[Ach] Recomendation on haveged in Bettercrypto chapter 3.3.3
Aaron Zauner
azet at azet.org
Wed Apr 29 14:56:37 CEST 2015
Hi,
Philipp Gühring wrote:
> Well, yes and no. If you are in special situations like e.g. early-boot or
> virtualised systems where the hypervisor does not properly deliver random
> numbers to the guests, then the difference between low entropy and no
> entropy can become dangerous. In the early-boot scenario, havege should
> solve the problem, in the virtualisation scenario, havege might not help
> at all.
How does haveged help in the early-boot scenario? AFAIK haveged seeds
similarily to how the linux kernel seeds entropy (the kernel mechanism
is actually more diverse and much faster).
https://git.kernel.org/cgit/linux/kernel/git/torvalds/linux.git/tree/drivers/char/random.c#n52
> Well, it depends on your threat-model. If you create high-value keys like
> root certificates for certification authorities or, can generate high
> costs, then I would suggest to use /dev/random, and make sure, that enough
> entropy is delivered to it.

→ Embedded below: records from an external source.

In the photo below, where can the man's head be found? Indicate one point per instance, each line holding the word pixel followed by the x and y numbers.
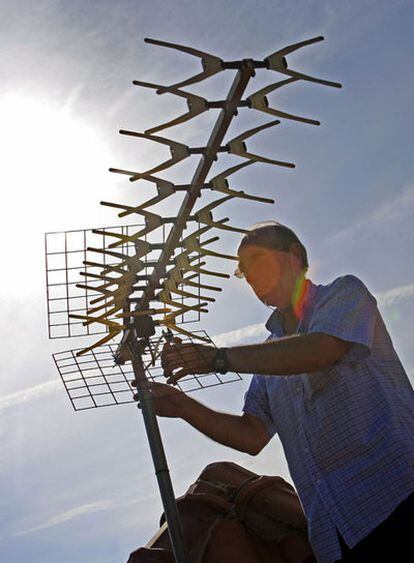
pixel 272 259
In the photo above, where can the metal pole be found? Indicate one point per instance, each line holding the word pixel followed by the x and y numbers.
pixel 158 456
pixel 151 425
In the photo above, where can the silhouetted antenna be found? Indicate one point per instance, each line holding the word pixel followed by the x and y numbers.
pixel 141 283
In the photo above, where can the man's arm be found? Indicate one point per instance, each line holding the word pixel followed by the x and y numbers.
pixel 245 432
pixel 285 356
pixel 289 355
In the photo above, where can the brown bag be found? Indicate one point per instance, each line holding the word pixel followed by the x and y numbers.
pixel 232 515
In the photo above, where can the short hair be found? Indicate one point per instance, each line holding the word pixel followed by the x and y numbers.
pixel 274 235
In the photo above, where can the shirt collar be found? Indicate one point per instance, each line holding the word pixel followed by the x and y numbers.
pixel 275 322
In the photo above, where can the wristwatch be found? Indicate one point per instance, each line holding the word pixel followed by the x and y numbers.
pixel 220 361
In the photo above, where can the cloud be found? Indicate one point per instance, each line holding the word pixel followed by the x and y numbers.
pixel 393 211
pixel 395 295
pixel 241 335
pixel 257 332
pixel 29 394
pixel 86 509
pixel 69 515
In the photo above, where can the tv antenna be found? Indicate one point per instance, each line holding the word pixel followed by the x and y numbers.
pixel 141 283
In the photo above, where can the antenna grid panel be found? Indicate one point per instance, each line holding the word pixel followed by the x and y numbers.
pixel 95 380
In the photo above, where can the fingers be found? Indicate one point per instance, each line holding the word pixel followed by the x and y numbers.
pixel 173 378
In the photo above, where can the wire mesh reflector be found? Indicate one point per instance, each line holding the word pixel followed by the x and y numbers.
pixel 65 254
pixel 95 380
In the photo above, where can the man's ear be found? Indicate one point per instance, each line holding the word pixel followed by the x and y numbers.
pixel 296 250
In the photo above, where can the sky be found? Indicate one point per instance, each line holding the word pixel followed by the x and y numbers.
pixel 80 486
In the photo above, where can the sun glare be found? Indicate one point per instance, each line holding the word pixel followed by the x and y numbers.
pixel 54 169
pixel 53 163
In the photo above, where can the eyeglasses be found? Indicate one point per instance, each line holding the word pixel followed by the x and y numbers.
pixel 242 269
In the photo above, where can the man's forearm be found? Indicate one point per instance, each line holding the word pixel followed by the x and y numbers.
pixel 227 429
pixel 286 356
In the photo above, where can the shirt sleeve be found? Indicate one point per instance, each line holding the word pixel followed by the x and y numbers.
pixel 349 312
pixel 256 402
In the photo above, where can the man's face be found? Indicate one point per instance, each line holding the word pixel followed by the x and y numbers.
pixel 270 274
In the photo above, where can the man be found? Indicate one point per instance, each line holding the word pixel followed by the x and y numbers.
pixel 330 383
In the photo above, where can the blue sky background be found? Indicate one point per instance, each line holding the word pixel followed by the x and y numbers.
pixel 80 486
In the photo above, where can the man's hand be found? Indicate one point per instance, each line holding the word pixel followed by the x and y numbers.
pixel 178 359
pixel 167 400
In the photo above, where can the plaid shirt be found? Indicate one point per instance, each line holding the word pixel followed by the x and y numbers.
pixel 347 430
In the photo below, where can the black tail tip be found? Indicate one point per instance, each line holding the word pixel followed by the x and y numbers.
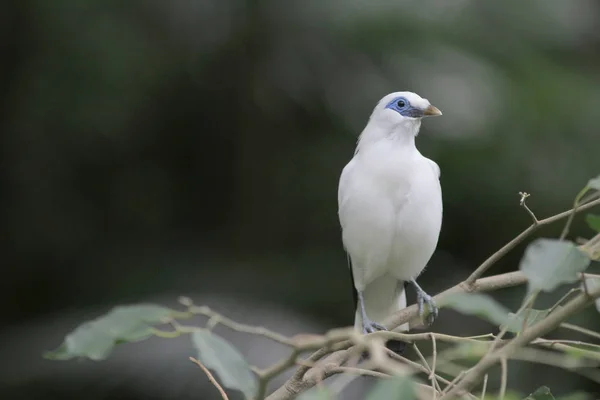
pixel 397 346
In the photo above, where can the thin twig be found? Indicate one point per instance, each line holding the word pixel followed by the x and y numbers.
pixel 430 372
pixel 560 301
pixel 576 328
pixel 434 350
pixel 504 378
pixel 537 330
pixel 484 386
pixel 217 318
pixel 360 371
pixel 567 226
pixel 210 378
pixel 522 236
pixel 524 196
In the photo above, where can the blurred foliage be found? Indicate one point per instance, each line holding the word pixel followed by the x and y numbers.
pixel 152 146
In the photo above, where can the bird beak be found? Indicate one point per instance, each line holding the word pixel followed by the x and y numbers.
pixel 431 111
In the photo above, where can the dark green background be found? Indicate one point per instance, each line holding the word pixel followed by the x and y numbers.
pixel 158 148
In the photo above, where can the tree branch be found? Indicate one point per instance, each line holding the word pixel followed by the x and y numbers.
pixel 523 235
pixel 551 322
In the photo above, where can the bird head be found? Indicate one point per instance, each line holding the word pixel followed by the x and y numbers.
pixel 403 109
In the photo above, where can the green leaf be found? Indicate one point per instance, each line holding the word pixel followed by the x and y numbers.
pixel 548 263
pixel 594 183
pixel 477 304
pixel 577 396
pixel 470 350
pixel 515 321
pixel 317 393
pixel 232 369
pixel 593 221
pixel 393 388
pixel 95 339
pixel 542 393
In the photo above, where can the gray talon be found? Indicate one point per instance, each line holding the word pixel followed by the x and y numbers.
pixel 424 299
pixel 368 325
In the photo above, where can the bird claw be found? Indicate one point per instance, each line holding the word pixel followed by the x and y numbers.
pixel 425 299
pixel 370 327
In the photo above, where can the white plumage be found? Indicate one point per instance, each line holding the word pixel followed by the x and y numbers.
pixel 390 208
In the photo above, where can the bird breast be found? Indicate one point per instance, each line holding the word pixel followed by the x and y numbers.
pixel 395 215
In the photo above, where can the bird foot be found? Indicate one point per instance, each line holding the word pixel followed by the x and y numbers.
pixel 424 299
pixel 370 326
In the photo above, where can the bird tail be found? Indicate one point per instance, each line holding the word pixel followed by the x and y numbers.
pixel 383 297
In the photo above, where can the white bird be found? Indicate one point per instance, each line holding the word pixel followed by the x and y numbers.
pixel 390 210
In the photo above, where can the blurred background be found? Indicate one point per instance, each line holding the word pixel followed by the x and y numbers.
pixel 152 149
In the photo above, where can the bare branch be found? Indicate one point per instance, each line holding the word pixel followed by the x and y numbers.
pixel 522 236
pixel 210 378
pixel 541 328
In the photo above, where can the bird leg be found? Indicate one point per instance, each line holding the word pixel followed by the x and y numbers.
pixel 422 299
pixel 368 325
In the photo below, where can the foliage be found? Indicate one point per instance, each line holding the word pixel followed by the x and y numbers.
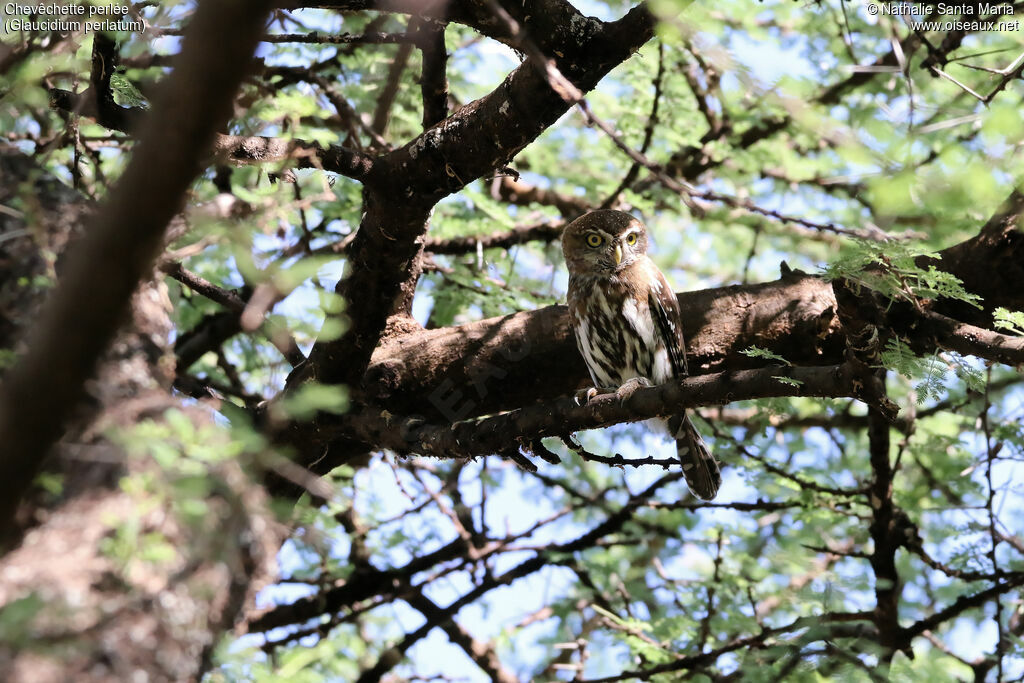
pixel 795 151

For the average user, /dev/urandom should be
> fine, though.
Can you explain why that would make sense? To the best of my knowledge
the 'randomness' of random and urandom should be indistinguishable. I'm
absolutely again recommending the use of /dev/random for anything, really.
> I think havege really solves the early-boot problem, and in that alone, I
> would say that it´s useful.
No. The kernel solves this problem very well, in kernelspace not userspace.